Pour cette nouvelle production à la Monnaie, le rideau s'ouvre sur ce pourquoi semble être venus maints spectateurs : le décor. Conçu par Anish Kapoor, star de l'art contemporain, il aura fait l'objet de remarques contradictoires. Il évoque pour nous le tympan d'une oreille, plaçant ainsi d'emblée le spectacle sous le signe de l'intimité et de l'écoute.

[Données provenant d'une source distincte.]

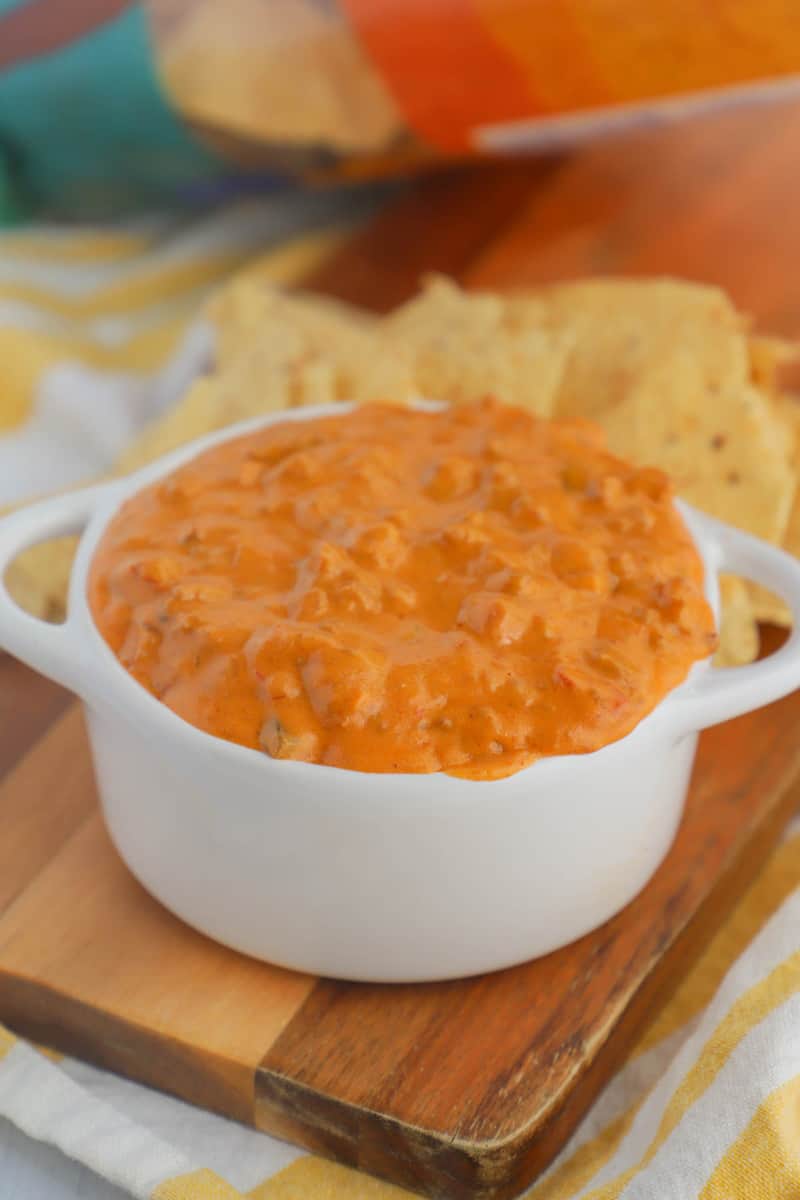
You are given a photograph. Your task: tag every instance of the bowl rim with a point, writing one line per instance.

D'autant que l'arrivée de Mélisande, aussi chauve qu'une punk scandinave, place immédiatement les personnages dans une certaine violence physique. Pierre Audi, le directeur du Nederlandse Opera, cherche le mouvement dans l'œuvre de Debussy. Le décor tournera ainsi sans cesse, les gestes seront brusques, il y aura de beaux mouvements chorégraphiés, et nulle pause ne se fera attendre entre les actes.

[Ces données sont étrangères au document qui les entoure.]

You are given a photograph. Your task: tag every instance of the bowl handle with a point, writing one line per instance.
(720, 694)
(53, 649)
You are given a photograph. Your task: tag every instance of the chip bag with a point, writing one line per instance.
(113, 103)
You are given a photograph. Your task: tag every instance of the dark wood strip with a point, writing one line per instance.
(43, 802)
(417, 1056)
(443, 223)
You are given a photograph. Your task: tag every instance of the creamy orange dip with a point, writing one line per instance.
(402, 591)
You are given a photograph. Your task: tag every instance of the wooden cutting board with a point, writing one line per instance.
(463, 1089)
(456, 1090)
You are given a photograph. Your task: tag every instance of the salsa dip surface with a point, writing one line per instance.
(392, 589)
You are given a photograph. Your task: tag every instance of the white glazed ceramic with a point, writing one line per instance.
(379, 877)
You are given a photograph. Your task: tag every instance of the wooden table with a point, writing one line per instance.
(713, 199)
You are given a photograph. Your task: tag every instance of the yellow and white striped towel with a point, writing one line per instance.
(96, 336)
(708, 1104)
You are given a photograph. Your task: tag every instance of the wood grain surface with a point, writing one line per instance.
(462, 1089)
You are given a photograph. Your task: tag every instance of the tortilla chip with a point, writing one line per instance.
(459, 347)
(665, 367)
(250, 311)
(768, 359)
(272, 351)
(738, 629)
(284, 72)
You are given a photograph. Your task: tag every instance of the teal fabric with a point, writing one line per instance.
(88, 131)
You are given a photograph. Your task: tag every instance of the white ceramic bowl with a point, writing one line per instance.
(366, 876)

Plus encore, le metteur en scène franco-libanais tente et réussit à faire de Pelléas un opéra anxiogène. Les rapports de Mélisande et Golaud suintent la haine, la scène des moutons au IV affiche des enfants attachés à la corde de leur bourreau ; plus contestable en revanche, le tendre baiser d'Arkel à Mélisande se transforme en tentative de viol.
Ainsi, Pelléas devient un opéra sur l'urgence amoureuse – les rôles-titres se rencontrant toujours dans la précipitation quand rôde l'ombre inquiétante de Golaud –, si bien que l'on croit être dans une version ramassée des Scènes de la vie conjugale d'Ingmar Bergman, où l'hystérie des sentiments est une réjouissante manière de renouveler un ouvrage que d'aucuns jugent statique.
Ce choix semble en outre pleinement assumé par Mark Wigglesworth, qui ne s'embarrasse d'aucune fioriture, ne dirigeant notamment que deux des cinq interludes symphoniques dont nul ne sait vraiment lesquels furent joués lors de la première d’avril 1902 et lesquels furent ajoutés aux représentations de l'automne suivant.
Si le chef paraît peu attentif aux chanteurs, s'il engendre par précipitation de nombreux décalages, s'il semble même parfois débordé par l'orchestration, inapte à en séparer les timbres et trahissant ainsi la verdeur de certains solistes de l'Orchestre de la Monnaie, sa direction irrégulière a le mérite de faire fonctionner les scènes de dialogues qui claquent comme au cinéma.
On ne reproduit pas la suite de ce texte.